Final answer:
To prove that the interior angles of a triangle add to 180° using the given figure, we can use the properties of parallel lines and the definition of a triangle. By labeling the angles and using algebraic manipulation, we can show that the sum of the angles is equal to 180°.
Step-by-step explanation:
To prove that the interior angles of a triangle add to 180°, consider the given figure with angle APQ with AB || PQ. First, let's label the angles in the figure. Angle PAQ is denoted as angle 1, angle AQB is denoted as angle 2, and angle PAB is denoted as angle 3.

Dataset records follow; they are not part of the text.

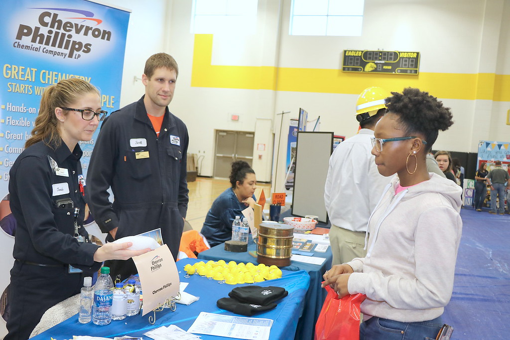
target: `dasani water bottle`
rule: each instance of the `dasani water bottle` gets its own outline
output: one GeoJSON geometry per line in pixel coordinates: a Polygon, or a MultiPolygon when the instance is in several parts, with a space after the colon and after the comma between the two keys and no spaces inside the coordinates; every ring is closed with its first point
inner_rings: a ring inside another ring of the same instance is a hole
{"type": "Polygon", "coordinates": [[[110,268],[101,268],[101,275],[94,286],[92,322],[96,325],[108,325],[112,321],[112,299],[113,282],[110,277],[110,268]]]}

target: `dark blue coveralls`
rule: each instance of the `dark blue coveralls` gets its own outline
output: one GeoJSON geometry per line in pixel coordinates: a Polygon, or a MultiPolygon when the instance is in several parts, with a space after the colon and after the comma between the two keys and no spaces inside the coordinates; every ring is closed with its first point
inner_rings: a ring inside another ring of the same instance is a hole
{"type": "MultiPolygon", "coordinates": [[[[89,205],[103,232],[118,227],[118,239],[161,228],[176,258],[188,209],[188,144],[186,125],[168,108],[156,135],[143,97],[103,122],[87,174],[89,205]]],[[[112,240],[109,234],[107,241],[112,240]]],[[[105,265],[114,277],[137,273],[131,259],[105,265]]]]}
{"type": "Polygon", "coordinates": [[[71,153],[63,142],[58,147],[52,145],[53,148],[39,142],[30,146],[11,169],[16,259],[11,270],[9,334],[5,340],[29,338],[44,312],[79,293],[83,277],[92,276],[101,266],[93,259],[99,246],[88,242],[85,228],[78,231],[86,242],[74,237],[74,207],[80,208],[76,220],[82,226],[85,207],[79,181],[82,150],[77,144],[71,153]],[[70,274],[69,264],[84,272],[70,274]]]}

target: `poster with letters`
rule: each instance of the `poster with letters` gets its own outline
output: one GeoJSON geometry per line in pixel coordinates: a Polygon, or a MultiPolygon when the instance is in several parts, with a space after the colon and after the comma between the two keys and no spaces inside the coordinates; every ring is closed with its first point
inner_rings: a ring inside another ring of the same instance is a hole
{"type": "MultiPolygon", "coordinates": [[[[61,80],[79,77],[99,89],[103,110],[118,109],[130,12],[85,0],[2,0],[0,13],[2,294],[12,267],[16,223],[10,216],[9,171],[31,136],[41,96],[61,80]]],[[[98,133],[81,142],[86,177],[98,133]]],[[[0,318],[0,338],[4,325],[0,318]]]]}

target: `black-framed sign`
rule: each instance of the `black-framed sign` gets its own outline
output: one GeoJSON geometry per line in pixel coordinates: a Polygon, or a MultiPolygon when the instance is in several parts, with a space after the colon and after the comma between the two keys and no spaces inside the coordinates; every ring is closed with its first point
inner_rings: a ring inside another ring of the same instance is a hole
{"type": "Polygon", "coordinates": [[[419,52],[344,50],[343,72],[416,75],[419,52]]]}

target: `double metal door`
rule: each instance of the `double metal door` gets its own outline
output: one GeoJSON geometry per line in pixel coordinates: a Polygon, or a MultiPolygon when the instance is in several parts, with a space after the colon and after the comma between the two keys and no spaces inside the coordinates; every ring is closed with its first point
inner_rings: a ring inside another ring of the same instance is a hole
{"type": "Polygon", "coordinates": [[[252,166],[254,136],[252,132],[216,131],[214,177],[228,178],[235,161],[244,161],[252,166]]]}

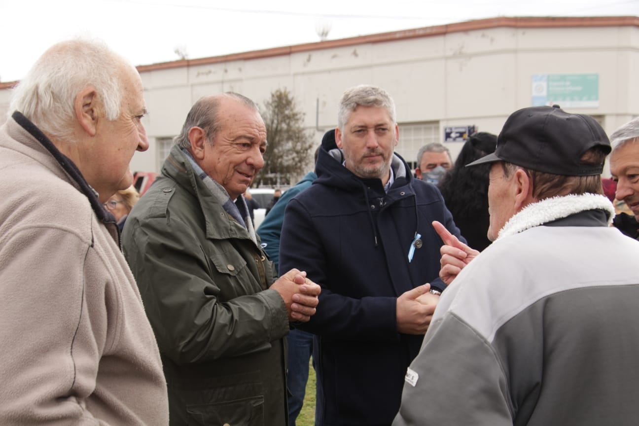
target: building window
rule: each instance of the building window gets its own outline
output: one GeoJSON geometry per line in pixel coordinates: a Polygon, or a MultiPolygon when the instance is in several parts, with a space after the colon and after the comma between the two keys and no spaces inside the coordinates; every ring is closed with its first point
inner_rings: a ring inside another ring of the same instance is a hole
{"type": "Polygon", "coordinates": [[[164,164],[164,160],[169,156],[169,153],[173,147],[173,138],[172,137],[157,137],[155,138],[155,146],[157,147],[157,157],[156,170],[162,169],[162,165],[164,164]]]}
{"type": "Polygon", "coordinates": [[[417,123],[399,125],[399,142],[396,151],[412,169],[417,166],[419,148],[433,142],[441,142],[439,123],[417,123]]]}

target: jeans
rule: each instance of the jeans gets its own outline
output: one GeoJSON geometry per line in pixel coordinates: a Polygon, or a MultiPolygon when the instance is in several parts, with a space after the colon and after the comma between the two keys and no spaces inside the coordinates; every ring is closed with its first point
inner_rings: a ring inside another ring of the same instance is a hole
{"type": "Polygon", "coordinates": [[[313,353],[313,335],[301,330],[288,333],[288,423],[295,426],[295,419],[302,410],[309,379],[309,360],[313,353]]]}

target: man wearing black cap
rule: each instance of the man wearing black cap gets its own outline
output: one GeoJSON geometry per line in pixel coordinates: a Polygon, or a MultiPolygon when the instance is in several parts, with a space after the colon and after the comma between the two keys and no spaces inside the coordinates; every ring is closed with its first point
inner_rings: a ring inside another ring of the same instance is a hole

To show that the interior angles of a triangle add to 180°, we need to prove that angle 1 + angle 2 + angle 3 = 180°.
In the figure, angle 1 is equal to angle APQ because they are alternate interior angles formed by the parallel lines AB and PQ, which are cut by the transversal AP. So we can replace angle 1 with angle APQ in our equation: angle APQ + angle 2 + angle 3 = 180°.
Now, let's look at angle APQ. We can see that it is a straight line, which is a straight angle, and it measures 180°. Therefore, angle APQ = 180°. We can substitute this value in our equation: 180° + angle 2 + angle 3 = 180°.
Since we have 180° on both sides of the equation, we can subtract 180° from both sides to isolate angle 2 and angle 3: angle 2 + angle 3 = 0°.
Now, consider the triangle APQ. It is a triangle on a plane, and by definition, the angles in a triangle add up to 180°. So we can replace angle 2 + angle 3 with 180° in our equation: 180° = 180°.
This equation is true, which means our original statement that the interior angles of a triangle add to 180° is proven.